CONVERSATION: Edmond and Catherine
“And the children. Of course. The future of us all.”
It’s a low, clipped voice, an Englishman’s voice, wry and sarcastic. The woman laughs, rough, deep in her throat, not a lady laugh.
“My son,” he goes on, “and don’t give me that expression, Catherine, we both know he’s my son. Your granddaughter. Granddaughters, both of them, the other has potential too from what I hear.”
“Naturally she does, untrained. We’ve left her too late. She’s willful.”
“So are they all, trained or not, Catherine.”
They laugh again.
“They like to think,” Edmond adds, pouring himself a drink, “that they go their own directions. We must let them keep the impression---that they’re oppressed but smart enough to elude it.”
“James views himself as a great rebel. But he’s a talented young man. He’ll come round.”
“He seems to have been more of a hindrance than a benefit to you. I have never understood why you bothered, Edmond.”
There is a light clinking of metal, tea-spoon pushing into Catherine’s cup.
“No son of mine’s a use picking rice with his whore mother on some Indochinese bay.”
“Whore? In front of me?”
“You’re no woman to me, Catherine, and you should accept it for a compliment.”
“I am flattered.”
She sounds exactly like Olivia, or is it the other way round? The words, the inflection, the little smirk.

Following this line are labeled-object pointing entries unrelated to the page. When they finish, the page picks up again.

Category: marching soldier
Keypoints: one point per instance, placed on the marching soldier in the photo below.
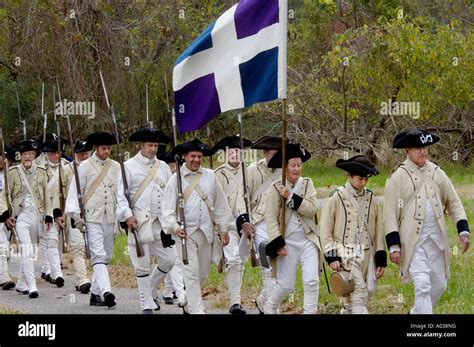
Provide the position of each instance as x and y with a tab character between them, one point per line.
147	178
206	211
174	283
5	280
32	206
259	179
352	232
76	240
229	176
53	160
104	202
417	194
300	244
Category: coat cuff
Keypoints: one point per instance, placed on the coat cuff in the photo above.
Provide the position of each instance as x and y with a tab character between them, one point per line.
462	226
243	218
295	202
332	256
5	215
57	213
380	259
272	247
392	239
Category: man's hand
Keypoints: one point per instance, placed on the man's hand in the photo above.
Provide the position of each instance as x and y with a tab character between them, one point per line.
249	229
132	222
395	258
11	222
335	265
465	242
282	252
283	191
225	238
59	222
379	272
181	234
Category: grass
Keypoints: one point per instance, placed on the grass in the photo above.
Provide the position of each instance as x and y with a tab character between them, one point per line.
391	296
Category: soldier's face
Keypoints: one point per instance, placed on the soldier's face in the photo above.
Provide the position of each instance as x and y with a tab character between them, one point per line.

“You could have have real children, your blood all the same. You wouldn’t have had to pick him up.”
Catherine sniffs and shifts in her chair. Edmond should be offended but he isn’t. Their children aren’t parts of them.
“I’ve no time to circle round a wife who couldn’t understand---”
“I offered you Elizabeth.”
Her tone is clipped, pointed.
“I offered you Elizabeth,” she repeats, “And she would have had you.”
“Out of her endless obedience only. We know where Elizabeth’s loyalties really are.”
“Don’t tell me you were looking for a doting wife, Edmond.”
“And beyond that, I don’t want information in my house being sent back to you and your people at all times. That would be why you’d plant her in my bed.”
“Not at all.”
“Even without it, you know where Elizabeth is drawn and I as well.”
A sigh. Catherine’s. They pause.
“Nothing ever goes as it should.”
“Not enough, no. I am sorry about William, I mean that.”
“It shouldn’t have happened. Not now.”
“And nothing ever happens---”
She draws out her breath and returns to sharp.
“Your son is coming to the funeral?” Edmond asks.
“He should and I think he will---he’ll be burdened with conscience if he doesn’t. I think the right appeal would bring Pia as well.”
“You want her, then?”
“At least for a few days. I’ll need them all, everyone I can have and nobody like one’s own family.”
“She seems more loyal to her mother---”
“She is Doisneau. That is all,” Catherine snaps, takes a breath, “She should not have existed but as she does, she must be of us. You should know that, Edmond.”
And he does.
ELECTROGRAPH: Olivia to Pia
Pia STOP Grandfather dead STOP Youve been told I expect STOP People at house morning night STOP It is hell STOP Lot of talk over you coming or not funeral STOP Mother and Grandmother seem to want thought should know STOP choice yours but please do things getting in mess want you here STOP Olivia
LETTER: Elizabeth to Teddy
Father is dead. It was unexpected---the doctor says it was a heart condition he must have been unaware of. He was in his study when it happened and his heart failed immediately and without, I believe, pain. He was fortunate in that, at least. It was a comfort for me to know it was quick and I hope it is for you as well.
The funeral is on Sunday. I know I have told you not to return but for this it wouldn’t be right for you to stay in Paris . I cannot order you to come and I wonder if it is unnecessary to ask in the way I am. Surely you’re not a man who would let petty pride keep him from his father’s funeral. Are you?
We must be together, all of this family, whichever side.
I’ll see you on Sunday (your daughter as well)?
All my love,
NOTE: James to Olivia
I’m sorry to hear about your grandfather. Out of all of them, he seemed a fairly decent man.
Have you found anything more? I’ll be at your house tomorrow with Edmond to pay my respects as you’d call it and I’ll have you meet me at four-thirty on the back stairs if you have and we’ll go somewhere to discuss it.
CLIPPED FROM SEEN AND HEARD BY DAISY GABLER
All of New York gathers round the mourning of New York’s best and it is said that a certain society hostess closely related to the dead has turned the funeral into a social event---some are attending who never met the dead. How gauche. Good thing the lady would never admit it. In fact, a good source says that she’ll be using the event to marry off her brunette debutante daughter to Western Oil---but no lady of New York would ever do that, my darlings. Would she? There’s nothing for good connections like a funeral even if we don’t talk about it and we may be seeing Paris’ most notorious in New York as well.